BOOBS… well as a larger busted lady I have found it very difficult adjusting my wardrobe to suit. From what I gather, low cut tops are a bit controversial as many Korean girls don’t have so much going for them in that department and therefore you don’t see much cleavage. However you will notice that is it perfectly acceptable to wear shorts that I would barely class as underwear, this being because Korean girls are renowned for their great legs! I see it as westerners have great boobs and Koreans have great legs and therefore they show of what they have! Just be warned if you’re going out with your boobs out, be prepared for a lot of both wanted and probably unwanted attention.

SPITTING and couging up phegm… eww I know but its perfectly normal here!

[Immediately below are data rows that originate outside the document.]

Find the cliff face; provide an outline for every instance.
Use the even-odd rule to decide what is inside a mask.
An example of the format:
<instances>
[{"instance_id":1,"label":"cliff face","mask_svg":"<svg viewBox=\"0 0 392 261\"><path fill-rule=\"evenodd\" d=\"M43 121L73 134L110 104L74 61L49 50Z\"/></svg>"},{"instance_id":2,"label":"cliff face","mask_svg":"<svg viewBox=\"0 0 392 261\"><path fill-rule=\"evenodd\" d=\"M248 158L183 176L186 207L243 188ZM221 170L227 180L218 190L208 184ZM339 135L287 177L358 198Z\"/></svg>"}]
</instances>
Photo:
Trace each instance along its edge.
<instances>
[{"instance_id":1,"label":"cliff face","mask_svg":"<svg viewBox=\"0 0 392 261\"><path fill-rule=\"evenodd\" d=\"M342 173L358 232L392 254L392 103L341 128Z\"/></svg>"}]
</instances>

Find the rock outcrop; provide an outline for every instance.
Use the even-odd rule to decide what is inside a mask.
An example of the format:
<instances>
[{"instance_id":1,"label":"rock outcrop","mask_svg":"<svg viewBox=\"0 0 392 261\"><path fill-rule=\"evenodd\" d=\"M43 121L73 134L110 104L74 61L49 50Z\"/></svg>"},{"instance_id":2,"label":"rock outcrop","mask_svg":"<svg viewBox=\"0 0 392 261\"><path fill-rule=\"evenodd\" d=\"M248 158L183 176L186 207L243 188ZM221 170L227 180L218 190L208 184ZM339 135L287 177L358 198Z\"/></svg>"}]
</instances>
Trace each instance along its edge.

I don’t really know how to explain that one, but yeah just don’t be surprised.

SMOKING indoors.. Many restaurants will allow smoking although some might have smoking areas designated, but all clubs allow smoking, so if you are very asthmatic then just be careful if you go out clubbing, sometimes it gets unbearable.

MOTORBIKES… Firstly helmets are not such a big thing over here which is surprising. Secondly piling boxes, rolls of carpet, bags and people onto the back of a bike is very normal here, I wonder frequently how they don’t topple over.

STRAIGHT? Girls holding hands, it doesn’t mean that they are gay girls here are just more friendly. It’s only like being back in school holding your best friends hand. Even the men are a lot more touchy feely here with each other so if you are a man that can be particularly sensitive about that type of thing, don’t get offended it’s just the culture here. I happen to find it very refreshing :)

“EXCUSE ME…” Common courtesy in public… if you bump into someone in the street you might expect a “sorry” or “excuse me”, but you won’t get it here. This is one of the things I have found quite hard to get to grips with as in England people would be considered rude is such cases, but here its not such a big deal, neither is holding a door open once you’ve gone through it for the next person.  It’s quite funny really, when you do do it or even open the door open for someone to go through before you they seem very surprised and overly grateful.

NO TIP… great for us, tips wont be expected in restaurants and if you do expect a distressed waiter or waitress running after you with your change!

TWO HANDS.. try to accept drinks, money, anything really with both hands as it is considered polite.

POURING… pour drinks for other people but not yourself, if drinking with Koreans they will probably take care of pouring. It is considered to mean back luck in love for you and the person sat opposite you to pour your own drink.

SHOES OFF… you will be expected to take you shoes off in all homes and in some cafes and restaurants where there is floor seating.

WARNING: you will be stared at, wherever you go and it isn’t (always) rudeness, but curiosity. This can happen especially if you are tall, blonde, voluptuous… well basically if you are small dark and petite you should be okay, anything else and you might get a few stares. 

Sometimes there is a little prejudice against foreigners, unfortunately this is from previous experiences of foreigners and some Korean seem to group us all together with the drunken violent ones, the drug possessing ones and in many cases from the Army… I’m not going into detail on that one but some peoples attitudes towards army officers are not always positive. Anyway I consider that more of an incentive to show them that we are not all that bad, so if you do get a curious stare or unpleasant look, just smile and give a little bow of the head.

6 thoughts on “Weird and Wonderful: Things to know before coming to Korea

  1. yes, exactly. By the way, i found this place because i was looking for something about Allive Goshitel, which is where i’m am now. You lived here, didn’t you? I’d need to ask you a couple of things then.
    Thank you

  2. So glad you wrote this post. VERY helpful. I will be in Seoul for 6 months starting on June 22, 2012. I’m from the states, and I’m sure I will experience many of the same “surprises” as you have. Would love to email you for more tips if possible. I see you listed it above in the comments.